Cr Esler believed closing the beach would have a similar effect on the community as the closure of the Southland Museum & Art Gallery.
“Loss of vehicle access means the end of floundering, surfing, sand yachts, the Burt Munro beach race, picnics for elderly people and many other things. It would lose all the activities for possibly no gain whatsoever on toheroa population.”
Burt Munro Challenge committee chairman Craig Hyde agreed closing the whole beach would be a “huge loss” for the region and its economy.
He said the beach race was one of the most popular attractions during the event, attracting between 5000 and 10,000 spectators each year.

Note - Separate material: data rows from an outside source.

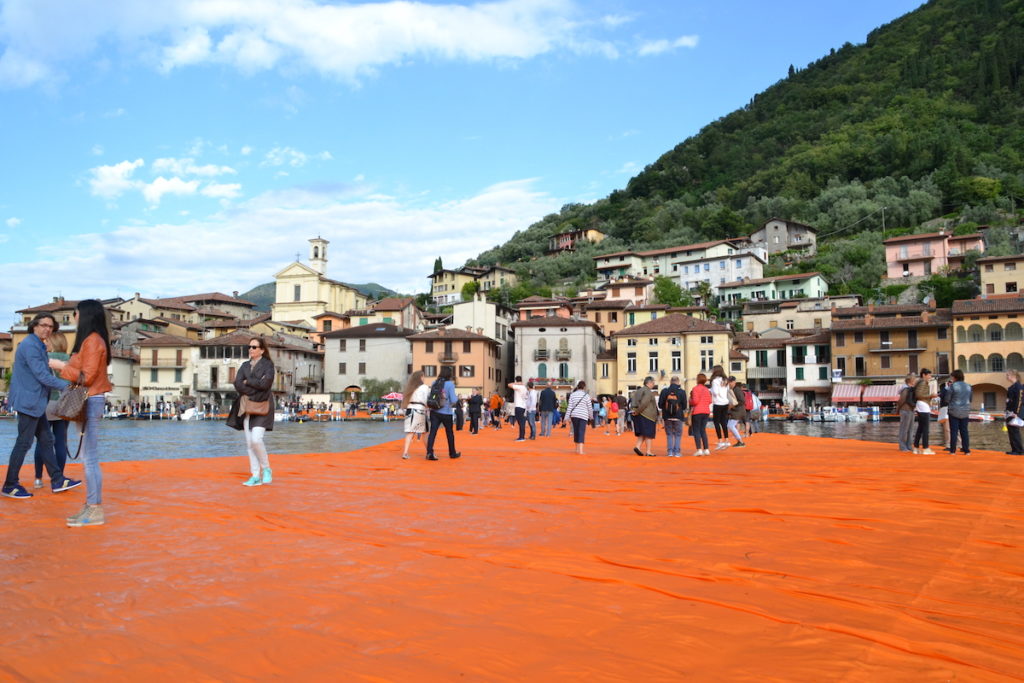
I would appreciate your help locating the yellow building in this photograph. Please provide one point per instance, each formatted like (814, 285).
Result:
(673, 344)
(445, 286)
(1001, 274)
(475, 358)
(166, 367)
(303, 292)
(987, 341)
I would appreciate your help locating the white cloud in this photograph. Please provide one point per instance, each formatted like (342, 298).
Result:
(187, 166)
(375, 238)
(346, 41)
(112, 181)
(222, 190)
(660, 46)
(155, 190)
(291, 157)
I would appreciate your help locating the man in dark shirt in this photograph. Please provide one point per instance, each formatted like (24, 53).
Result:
(546, 406)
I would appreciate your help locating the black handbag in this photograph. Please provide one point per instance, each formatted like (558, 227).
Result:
(71, 402)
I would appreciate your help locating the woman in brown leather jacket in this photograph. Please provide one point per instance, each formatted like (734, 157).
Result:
(89, 357)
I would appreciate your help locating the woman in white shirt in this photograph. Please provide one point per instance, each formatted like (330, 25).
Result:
(720, 406)
(414, 400)
(581, 412)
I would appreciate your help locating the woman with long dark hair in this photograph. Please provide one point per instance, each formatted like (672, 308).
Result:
(720, 406)
(414, 401)
(254, 381)
(89, 357)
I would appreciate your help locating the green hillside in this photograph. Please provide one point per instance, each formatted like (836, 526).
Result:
(924, 120)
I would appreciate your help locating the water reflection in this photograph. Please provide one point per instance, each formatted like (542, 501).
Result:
(131, 439)
(985, 435)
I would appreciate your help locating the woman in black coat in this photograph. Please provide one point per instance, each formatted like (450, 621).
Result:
(254, 380)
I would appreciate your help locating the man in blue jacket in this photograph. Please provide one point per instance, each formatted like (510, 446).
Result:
(30, 390)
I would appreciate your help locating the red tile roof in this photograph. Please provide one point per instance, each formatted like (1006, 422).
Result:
(673, 324)
(1010, 304)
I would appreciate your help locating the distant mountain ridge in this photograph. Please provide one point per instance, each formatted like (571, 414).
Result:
(925, 119)
(263, 295)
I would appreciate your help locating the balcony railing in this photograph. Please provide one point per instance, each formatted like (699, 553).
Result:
(765, 373)
(163, 363)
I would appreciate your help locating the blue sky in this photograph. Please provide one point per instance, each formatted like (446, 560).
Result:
(172, 146)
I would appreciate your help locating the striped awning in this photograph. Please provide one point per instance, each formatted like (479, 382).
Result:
(846, 393)
(882, 393)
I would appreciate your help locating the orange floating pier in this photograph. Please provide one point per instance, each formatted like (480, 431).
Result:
(794, 559)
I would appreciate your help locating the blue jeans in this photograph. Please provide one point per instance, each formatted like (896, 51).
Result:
(698, 425)
(957, 426)
(33, 428)
(90, 451)
(674, 435)
(59, 430)
(546, 418)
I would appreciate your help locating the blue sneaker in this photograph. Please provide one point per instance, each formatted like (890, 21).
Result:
(67, 484)
(15, 491)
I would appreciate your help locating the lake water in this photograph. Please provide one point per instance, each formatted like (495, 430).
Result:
(139, 439)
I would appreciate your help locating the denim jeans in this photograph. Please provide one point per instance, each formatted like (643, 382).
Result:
(33, 428)
(698, 425)
(436, 420)
(545, 423)
(90, 450)
(59, 430)
(520, 419)
(674, 435)
(905, 429)
(957, 427)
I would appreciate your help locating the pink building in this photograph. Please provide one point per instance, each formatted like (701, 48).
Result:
(928, 253)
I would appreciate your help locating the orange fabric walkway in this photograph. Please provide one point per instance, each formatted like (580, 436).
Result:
(796, 558)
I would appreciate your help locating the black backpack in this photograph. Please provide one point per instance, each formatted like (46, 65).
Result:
(675, 403)
(435, 399)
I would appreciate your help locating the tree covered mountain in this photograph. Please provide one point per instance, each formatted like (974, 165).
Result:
(924, 120)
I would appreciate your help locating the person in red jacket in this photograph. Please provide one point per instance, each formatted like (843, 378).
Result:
(699, 413)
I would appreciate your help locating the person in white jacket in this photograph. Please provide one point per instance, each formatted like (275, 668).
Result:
(720, 406)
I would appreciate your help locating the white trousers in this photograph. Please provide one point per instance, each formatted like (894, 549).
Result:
(257, 452)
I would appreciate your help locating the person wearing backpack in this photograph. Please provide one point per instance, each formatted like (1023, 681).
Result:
(440, 401)
(672, 402)
(753, 413)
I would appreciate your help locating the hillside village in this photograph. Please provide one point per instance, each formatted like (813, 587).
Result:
(785, 336)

“It is one of the biggest events in Southland and a lot of people come down to do what he [Burt] used to do race on the beach. It is a bucket-list item for many.
“Everything from accommodation to sales in general would be affected, because of the amount of people this event brings to the town.”
Mr Hyde said the committee fully supported and understood the council’s concerns regarding the protection of toheroa and members had been working alongside the council to ensure as little impact on the beach as possible.
“Ten years ago we used to run on the left side of the beach but we changed that because of the toheroa.”
On the beach last week, Invercargill resident Craig Palmer said if restrictions were in place, he would not have been able to take his 5-year-old son Flynn to the beach to collect some shells. Flynn broke both legs last year and needed a wheelchair.
“It is school holidays and it is so hard to find things he can do outside when he is in a wheelchair. He loves to come to the beach.”
Environment Southland chairman Nicol Horrell said it was estimated vehicles increased mortality in young toheroa by at least 23%.